This page was last updated on 10 August 2018
Female sterilization is an effective form of contraception that permanently prevents a woman from becoming pregnant. Sterilization does NOT protect against sexually transmitted infections (STIs), including HIV.
The operation involves cutting or blocking the fallopian tubes, which carry eggs from the ovaries to the womb. This prevents the eggs from reaching the sperm and becoming fertilized. It can be a fairly minor operation, with many women returning home the same day.
In most cases, female sterilization is more than 99% effective, and all women can be sterilized. However, sterilization should only be considered by women who do not want any more children, or who do not want children at all. Once a woman is sterilized, it is very difficult to reverse the process.
Couples often decide upon sterilization mutually, when they both feel they do not want any more children. If a couple decides upon sterilization as their preferred contraceptive method, either partner could be sterilized. If both options are acceptable, vasectomy is preferable. It is simpler, safer, easier and less expensive.
Some clients incorrectly believe that female sterilization will cause women to develop cancer of the reproductive organs (uterus, cervix, or ovaries).
Female sterilization does not increase the risk of cancer of the reproductive organs which are defined below. Very little research has been done to investigate the relationship between breast cancer and female sterilization, but so far there is no evidence of such a link.
Myth: General procedure
Some clients incorrectly believe that female sterilization involves the removal of some or all of a woman’s reproductive organs, including the vagina.
During the sterilization procedure, the ovaries, uterus, and cervix are left in place. Only the fallopian tubes (the tubes which carry eggs from the ovaries to the uterus) are blocked or cut. The two most common surgical approaches are laparoscopy and minilaparotomy.
Myth: Health risks and side effects
Some clients incorrectly believe that female sterilization leads to health risks or side effects such as hysterectomy, poor health, pain, changes in menstrual bleeding or hormonal imbalances.
There are no documented medical side effects of female sterilization. The few complications that do occur during or following sterilization, such as infection or abscess of the wound, can generally be kept to a minimum if appropriate techniques are used and if the procedure if performed in an appropriate setting. Local anesthesia is best for female sterilization because it has lower risks of complications than use of general anesthesia. The risks are lowest when local anesthesia is used without sedatives. If sedatives are used, providers should closely monitor the woman’s vital signs, such as pulse rate and blood pressure throughout the procedure. Also, most research finds no major changes in menstrual bleeding patterns after female sterilization.
Myth: Mechanism of action
Some people incorrectly believe that female sterilization prevents pregnancy either by stopping ovulation or by killing a woman’s egg.

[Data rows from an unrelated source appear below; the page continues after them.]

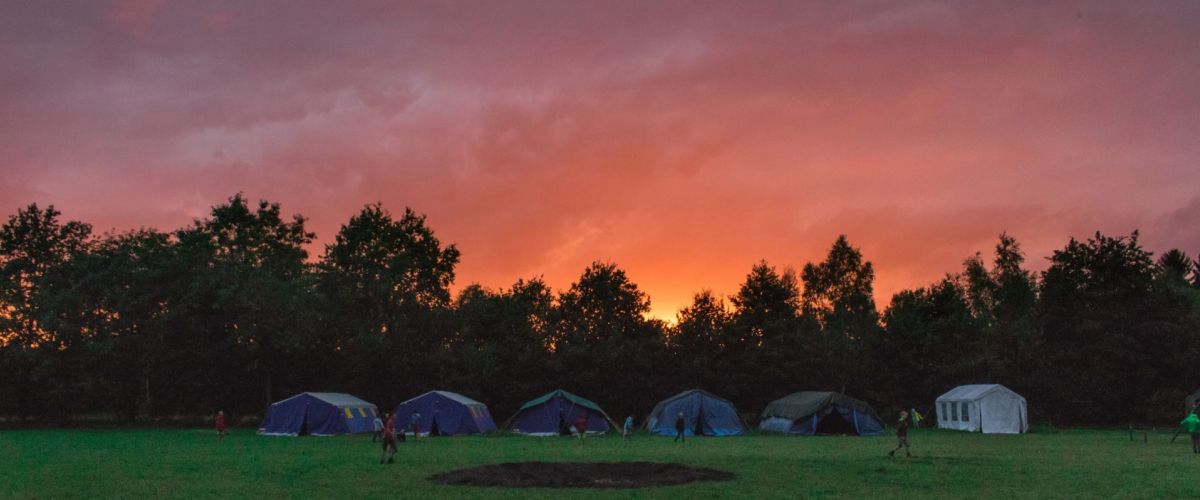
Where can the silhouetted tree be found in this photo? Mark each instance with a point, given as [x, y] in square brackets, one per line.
[384, 283]
[839, 300]
[603, 342]
[33, 244]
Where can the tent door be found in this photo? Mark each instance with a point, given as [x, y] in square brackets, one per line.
[835, 423]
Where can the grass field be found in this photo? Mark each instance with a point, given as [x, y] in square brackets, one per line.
[181, 463]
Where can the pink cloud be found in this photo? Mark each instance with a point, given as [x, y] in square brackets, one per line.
[681, 140]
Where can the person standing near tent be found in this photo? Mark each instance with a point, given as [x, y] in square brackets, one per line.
[581, 423]
[901, 435]
[1192, 426]
[389, 439]
[221, 427]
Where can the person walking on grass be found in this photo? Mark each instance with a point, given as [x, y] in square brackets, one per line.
[221, 426]
[389, 439]
[378, 427]
[581, 423]
[1192, 426]
[901, 435]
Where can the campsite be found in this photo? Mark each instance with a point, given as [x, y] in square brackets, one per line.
[189, 463]
[588, 248]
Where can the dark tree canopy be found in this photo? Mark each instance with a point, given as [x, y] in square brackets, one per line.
[229, 313]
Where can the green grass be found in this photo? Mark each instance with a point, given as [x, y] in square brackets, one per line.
[180, 463]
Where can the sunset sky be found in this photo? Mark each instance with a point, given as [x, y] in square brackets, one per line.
[683, 140]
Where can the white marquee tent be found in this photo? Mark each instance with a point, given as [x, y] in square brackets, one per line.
[987, 408]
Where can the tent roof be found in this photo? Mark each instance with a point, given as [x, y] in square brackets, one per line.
[339, 398]
[568, 396]
[804, 403]
[453, 396]
[973, 391]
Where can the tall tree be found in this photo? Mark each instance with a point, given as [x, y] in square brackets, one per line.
[699, 342]
[385, 283]
[1176, 265]
[928, 342]
[1103, 329]
[765, 331]
[252, 272]
[603, 342]
[111, 307]
[499, 342]
[839, 300]
[33, 244]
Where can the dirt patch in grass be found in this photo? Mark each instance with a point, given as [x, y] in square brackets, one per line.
[580, 475]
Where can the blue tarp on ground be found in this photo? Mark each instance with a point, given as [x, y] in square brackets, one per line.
[555, 414]
[319, 414]
[703, 414]
[445, 413]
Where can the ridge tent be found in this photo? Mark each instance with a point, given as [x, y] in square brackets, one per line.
[703, 413]
[987, 408]
[1191, 402]
[555, 414]
[445, 413]
[319, 414]
[809, 413]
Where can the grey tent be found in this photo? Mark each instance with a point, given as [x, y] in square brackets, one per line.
[1191, 402]
[987, 408]
[809, 413]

Female sterilization does not stop ovulation or harm a woman’s egg in any way. An egg will still be released each month, but it will dissolve and be reabsorbed by the body.
Myth: Sexual pleasure
Some clients incorrectly believe that female sterilization causes women to lose their sex drive or lose their sexual ability.
After sterilization a woman will look and feel the same as before. There is no loss of sexual drive or interest after female sterilization. She can have sex the same as before. She may find that sex is more enjoyable because she does not have to worry about getting pregnant.
Myth: Weight changes
Some clients incorrectly believe that female sterilization will cause women to lose weight or to gain weight or that female sterilization will disfigure a woman’s body.
Sterilization does not cause any changes in weight, appetite, or appearance. However, older women are more likely to choose sterilization for contraception than younger women and most women gain weight as they age.
Myth: Who can use the method
Some women avoid female sterilization because they incorrectly believe that only women of a certain age or who have a certain number of children can undergo female sterilization.
All women can have female sterilization. No medical conditions prevent a woman from using female sterilization.